While I had learned a lot about the culture and its epic heroes and colonial history, I knew almost nothing about the present day realities.


Agriculture comprises 40% of the GDP, with cotton and livestock as the major exports, along with millet, sorghum, corn, rice, livestock, sugar, peanuts, and tobacco. I had seen some of the geography in the films we saw for class: it looked dry and barren, but there were trees and fields. That was only a small part of the country; the climate is subtropical in the south and arid in the north; 65% of its land area is desert or semidesert, and only 2% is considered arable. Frequent droughts, like the one that devastated Mali in the mid-80’s, deforestation, soil erosion, and desertification make farming difficult even in irrigated areas, which are confined to the area near the Niger. Roughly 80% of the population works in agriculture, either farming, herding, or fishing; industry is limited to food processing, textiles, cigarettes, plastics, and beverage bottling.
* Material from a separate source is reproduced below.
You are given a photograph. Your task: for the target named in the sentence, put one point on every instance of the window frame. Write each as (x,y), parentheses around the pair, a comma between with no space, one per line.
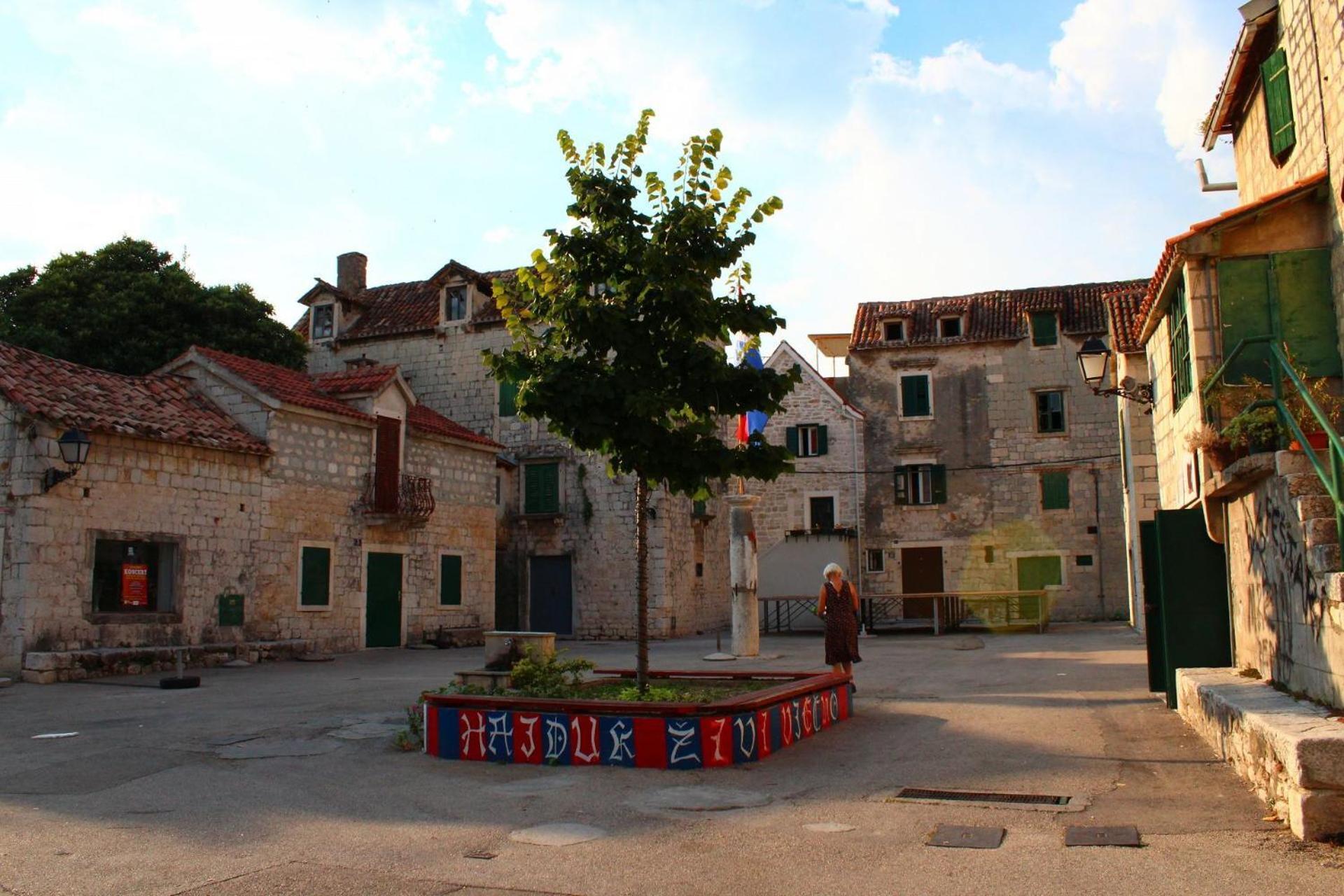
(331,578)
Mali has promisingly vast mineral reserves, including gold, salt, uranium, bauxite, iron ore, tin, and copper, but the near-total lack of infrastructure severely limits their exploitation. Of the 15,000 kilometers of roads, only 1,827 are paved, mostly linking the capital, Bamako, with major cities such as Segou, Sikasso, Mopti, Timbuktu, and Gao. The only way to reach the western portion of the country is by the railway that links Bamako with Kayes and Senegal.
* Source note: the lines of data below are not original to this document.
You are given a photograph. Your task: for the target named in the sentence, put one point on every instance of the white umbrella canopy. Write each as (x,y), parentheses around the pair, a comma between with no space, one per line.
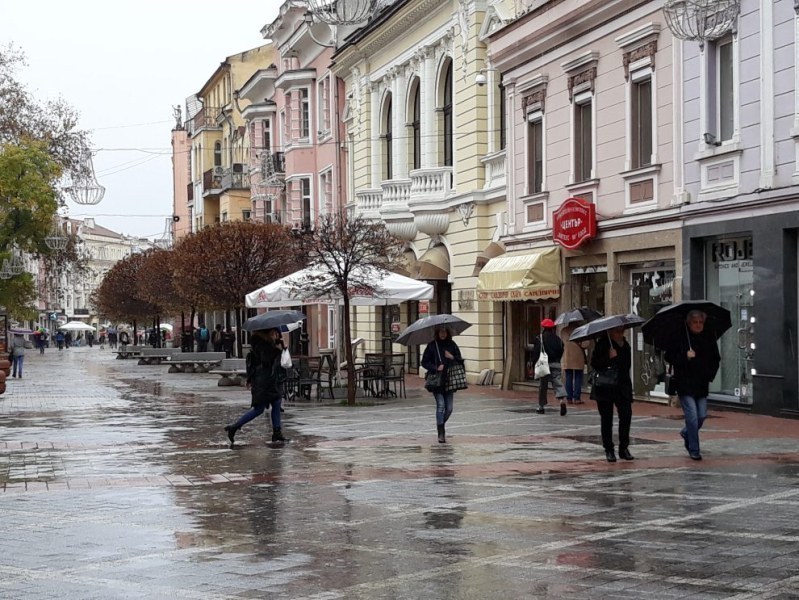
(76,326)
(391,288)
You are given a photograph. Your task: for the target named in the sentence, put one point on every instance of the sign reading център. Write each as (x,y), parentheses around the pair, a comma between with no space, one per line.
(574,223)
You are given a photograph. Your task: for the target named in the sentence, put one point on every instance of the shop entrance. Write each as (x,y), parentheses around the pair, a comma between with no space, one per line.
(650,290)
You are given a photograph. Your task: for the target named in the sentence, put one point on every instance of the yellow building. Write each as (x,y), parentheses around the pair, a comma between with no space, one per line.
(220,143)
(426,156)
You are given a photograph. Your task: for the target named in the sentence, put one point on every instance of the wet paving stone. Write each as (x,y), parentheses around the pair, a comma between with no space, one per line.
(117,481)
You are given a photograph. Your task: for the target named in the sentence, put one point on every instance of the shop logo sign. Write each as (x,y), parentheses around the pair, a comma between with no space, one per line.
(574,223)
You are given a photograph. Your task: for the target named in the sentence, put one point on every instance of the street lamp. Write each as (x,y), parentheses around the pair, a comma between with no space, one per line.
(700,20)
(343,12)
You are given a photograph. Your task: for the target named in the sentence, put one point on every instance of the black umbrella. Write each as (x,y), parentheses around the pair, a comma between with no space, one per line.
(273,319)
(667,329)
(578,315)
(603,325)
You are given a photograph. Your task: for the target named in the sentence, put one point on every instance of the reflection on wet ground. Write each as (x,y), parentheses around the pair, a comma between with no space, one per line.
(118,482)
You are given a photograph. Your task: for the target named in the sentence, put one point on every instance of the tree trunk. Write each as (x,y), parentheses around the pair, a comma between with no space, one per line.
(351,389)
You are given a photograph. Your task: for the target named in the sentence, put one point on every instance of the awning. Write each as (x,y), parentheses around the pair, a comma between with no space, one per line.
(533,276)
(493,250)
(433,264)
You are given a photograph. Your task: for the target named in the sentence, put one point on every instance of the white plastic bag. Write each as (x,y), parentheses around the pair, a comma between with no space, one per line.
(285,359)
(541,368)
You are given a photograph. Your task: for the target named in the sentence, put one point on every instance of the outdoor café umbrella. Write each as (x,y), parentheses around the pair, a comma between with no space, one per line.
(667,329)
(595,328)
(273,319)
(578,315)
(424,330)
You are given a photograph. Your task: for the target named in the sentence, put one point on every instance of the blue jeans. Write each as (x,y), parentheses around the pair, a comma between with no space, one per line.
(17,365)
(695,411)
(574,384)
(257,411)
(443,406)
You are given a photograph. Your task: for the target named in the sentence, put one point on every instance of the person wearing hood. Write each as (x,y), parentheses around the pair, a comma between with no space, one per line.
(695,363)
(553,346)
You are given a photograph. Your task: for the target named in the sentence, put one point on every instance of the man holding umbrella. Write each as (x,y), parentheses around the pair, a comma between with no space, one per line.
(688,332)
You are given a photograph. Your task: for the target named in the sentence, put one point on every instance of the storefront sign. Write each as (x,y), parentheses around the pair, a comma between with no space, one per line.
(574,223)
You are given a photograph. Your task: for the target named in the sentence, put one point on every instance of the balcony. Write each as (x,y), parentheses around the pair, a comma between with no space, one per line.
(494,170)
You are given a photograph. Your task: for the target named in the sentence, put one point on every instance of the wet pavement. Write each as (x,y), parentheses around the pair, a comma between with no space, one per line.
(117,481)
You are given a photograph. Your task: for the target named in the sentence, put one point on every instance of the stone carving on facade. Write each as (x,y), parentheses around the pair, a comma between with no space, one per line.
(466,210)
(586,76)
(535,98)
(640,53)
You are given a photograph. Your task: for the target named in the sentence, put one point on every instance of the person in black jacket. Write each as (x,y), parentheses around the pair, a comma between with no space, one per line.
(265,379)
(613,352)
(553,346)
(439,355)
(696,362)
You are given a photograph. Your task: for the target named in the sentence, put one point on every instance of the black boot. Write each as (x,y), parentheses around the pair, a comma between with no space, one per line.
(231,433)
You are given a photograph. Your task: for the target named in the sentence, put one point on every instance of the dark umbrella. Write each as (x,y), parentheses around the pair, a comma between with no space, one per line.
(667,329)
(578,315)
(603,325)
(272,319)
(424,330)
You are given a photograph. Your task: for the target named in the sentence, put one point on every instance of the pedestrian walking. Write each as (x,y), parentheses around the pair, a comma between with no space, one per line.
(553,346)
(573,365)
(441,356)
(696,362)
(265,379)
(612,354)
(17,355)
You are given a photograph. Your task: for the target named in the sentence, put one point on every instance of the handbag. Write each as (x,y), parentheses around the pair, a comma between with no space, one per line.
(456,378)
(541,368)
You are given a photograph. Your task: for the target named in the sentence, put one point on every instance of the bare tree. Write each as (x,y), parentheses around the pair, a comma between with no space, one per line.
(349,255)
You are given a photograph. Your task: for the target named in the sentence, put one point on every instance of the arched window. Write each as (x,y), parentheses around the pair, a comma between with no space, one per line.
(416,130)
(387,140)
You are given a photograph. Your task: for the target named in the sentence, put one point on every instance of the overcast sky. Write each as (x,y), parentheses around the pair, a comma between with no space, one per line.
(123,64)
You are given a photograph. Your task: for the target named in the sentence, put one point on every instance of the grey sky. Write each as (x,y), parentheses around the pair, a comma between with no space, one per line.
(123,64)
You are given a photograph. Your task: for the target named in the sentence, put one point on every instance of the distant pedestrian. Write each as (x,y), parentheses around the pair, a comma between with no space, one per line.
(265,379)
(553,346)
(696,363)
(613,351)
(17,355)
(440,355)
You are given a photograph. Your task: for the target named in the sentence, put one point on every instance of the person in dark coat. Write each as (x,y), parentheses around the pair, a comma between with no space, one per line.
(439,355)
(613,351)
(265,379)
(695,363)
(553,346)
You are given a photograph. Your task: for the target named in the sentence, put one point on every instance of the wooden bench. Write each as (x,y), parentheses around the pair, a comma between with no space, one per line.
(128,351)
(193,362)
(232,370)
(154,356)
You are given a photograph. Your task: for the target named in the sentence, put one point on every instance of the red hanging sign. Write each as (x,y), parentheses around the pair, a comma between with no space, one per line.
(574,223)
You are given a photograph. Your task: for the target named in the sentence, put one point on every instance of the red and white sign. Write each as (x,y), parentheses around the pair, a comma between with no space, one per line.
(574,223)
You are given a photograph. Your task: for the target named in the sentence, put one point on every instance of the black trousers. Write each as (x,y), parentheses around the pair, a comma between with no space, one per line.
(625,410)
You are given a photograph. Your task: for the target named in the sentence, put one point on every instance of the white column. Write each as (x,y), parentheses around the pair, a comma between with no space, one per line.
(374,136)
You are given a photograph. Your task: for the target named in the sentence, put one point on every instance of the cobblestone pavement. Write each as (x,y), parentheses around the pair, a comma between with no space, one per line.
(117,481)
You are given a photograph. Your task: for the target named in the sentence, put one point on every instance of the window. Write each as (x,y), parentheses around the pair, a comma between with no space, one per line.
(535,153)
(583,138)
(446,116)
(641,115)
(305,115)
(387,140)
(416,129)
(306,203)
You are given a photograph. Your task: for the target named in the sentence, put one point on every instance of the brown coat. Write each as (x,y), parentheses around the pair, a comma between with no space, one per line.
(573,353)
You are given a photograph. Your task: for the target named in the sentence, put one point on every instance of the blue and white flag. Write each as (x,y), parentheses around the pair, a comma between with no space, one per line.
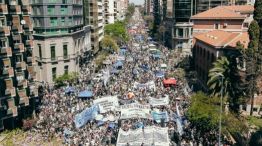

While there are numerous ethnic groups in Mali, whose borders were drawn by the colonial French government without regard to native populations, there is very little ethnic conflict. The majority share similar historic, cultural, and religious traditions, and each was traditionally tied to a specific occupation, so that a sort of ethno-professional symbiotic relationship existed throughout history. The Bambara, Malinke, Sarakole and Voltaic (who comprise a larger group, the Mande) were farmers; the Peul,and Tuareg, herders; and the Bozo and Somono, fishers. Each ethnic group has its own language, but Bambara is the language of trade, used by an estimated 80% of the population, and in regions with a multiplicity of ethnicities, most people grow up polylingual. As empires have risen and fallen over the centuries, the people of the Sahel have incorporated into their culture a healthy sense of fatalism: fortunes may improve or be destroyed at any moment, so make the most of the present situation, help your neighbors, and hope for the best. Inter-ethnic relationships are relaxed and cooperative: embedded in the culture is the knowledge that at various times throughout history one’s ancestors went from slaves to kings and back again, and thus while many jokes are made about the relative merits of Malinke vs. Peuls, for example, everyone understands that they are all fundamentally equal.